The authors evaluate their reconstruction method against representative baselines on a standard dataset. Results show that their approach substantially outperforms competing methods across all reported reconstruction quality metrics while using a comparable number of Gaussians, demonstrating more effective allocation of rendering capacity. The proposed method achieves the highest reconstruction quality among the compared approaches across all evaluated metrics. The method utilizes a similar Gaussian budget as the baselines but delivers superior visual fidelity through adaptive density allocation. Decoding time for the proposed method is slightly higher than the baselines, reflecting a minor trade-off for significantly improved reconstruction performance.
The authors ablate key hyperparameters of the DeG-VAE model, including the local expansion factor, octree depth, and regularization loss. The experiments demonstrate that moderate hyperparameter settings offer the best balance between reconstruction fidelity and computational efficiency. Incorporating the regularization loss is also shown to slightly enhance the overall reconstruction quality. Increasing the local expansion factor beyond a moderate value yields only marginal gains in reconstruction quality while increasing computational cost. Setting the octree depth to a moderate level achieves the best reconstruction performance, whereas deeper octrees incur higher training times with comparable quality. Omitting the regularization loss leads to a slight reduction in reconstruction fidelity compared to the full model configuration.
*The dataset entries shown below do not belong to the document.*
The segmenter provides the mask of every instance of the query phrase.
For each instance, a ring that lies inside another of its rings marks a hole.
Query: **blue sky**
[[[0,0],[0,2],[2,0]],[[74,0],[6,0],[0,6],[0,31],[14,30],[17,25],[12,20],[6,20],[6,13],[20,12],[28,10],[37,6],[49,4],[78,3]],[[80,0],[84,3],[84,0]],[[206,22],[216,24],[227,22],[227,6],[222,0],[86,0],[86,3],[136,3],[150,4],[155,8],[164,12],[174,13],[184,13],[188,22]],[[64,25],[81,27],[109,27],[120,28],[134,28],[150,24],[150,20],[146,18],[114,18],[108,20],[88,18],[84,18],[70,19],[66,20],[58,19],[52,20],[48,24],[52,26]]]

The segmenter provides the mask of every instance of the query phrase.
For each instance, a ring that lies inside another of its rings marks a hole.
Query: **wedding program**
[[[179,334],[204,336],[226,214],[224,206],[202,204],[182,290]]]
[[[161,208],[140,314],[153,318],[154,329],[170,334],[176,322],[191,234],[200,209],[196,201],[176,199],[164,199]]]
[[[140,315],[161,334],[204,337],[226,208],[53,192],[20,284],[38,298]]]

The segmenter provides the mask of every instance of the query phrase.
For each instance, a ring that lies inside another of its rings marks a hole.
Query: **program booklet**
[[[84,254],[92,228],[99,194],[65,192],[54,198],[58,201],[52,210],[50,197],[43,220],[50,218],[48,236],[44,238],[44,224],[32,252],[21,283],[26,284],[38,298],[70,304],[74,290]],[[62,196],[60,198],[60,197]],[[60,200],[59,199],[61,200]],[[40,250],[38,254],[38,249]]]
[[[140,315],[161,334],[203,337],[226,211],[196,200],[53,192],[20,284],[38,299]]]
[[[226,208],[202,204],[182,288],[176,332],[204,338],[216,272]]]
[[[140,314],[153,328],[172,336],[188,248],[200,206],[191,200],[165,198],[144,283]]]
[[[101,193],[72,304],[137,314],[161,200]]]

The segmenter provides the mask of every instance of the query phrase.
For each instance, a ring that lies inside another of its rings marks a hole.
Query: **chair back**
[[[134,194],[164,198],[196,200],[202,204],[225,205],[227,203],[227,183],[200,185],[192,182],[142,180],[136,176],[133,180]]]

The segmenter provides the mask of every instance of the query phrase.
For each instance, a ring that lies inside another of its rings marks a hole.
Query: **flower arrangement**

Experiments assess reconstruction quality scaling with Gaussian budget, user preference against baselines, token reordering benefits, and hyperparameter choices. Increasing the number of decoded Gaussians steadily improves visual fidelity, and moderate hyperparameter settings best balance quality and cost. A user study reveals the proposed method significantly outperforms mesh and Gaussian baselines in perceived quality and condition alignment. Token reordering to establish spatial correspondence consistently boosts prompt alignment and distributional quality, and the reconstruction method achieves superior results with similar Gaussian counts through more effective capacity allocation.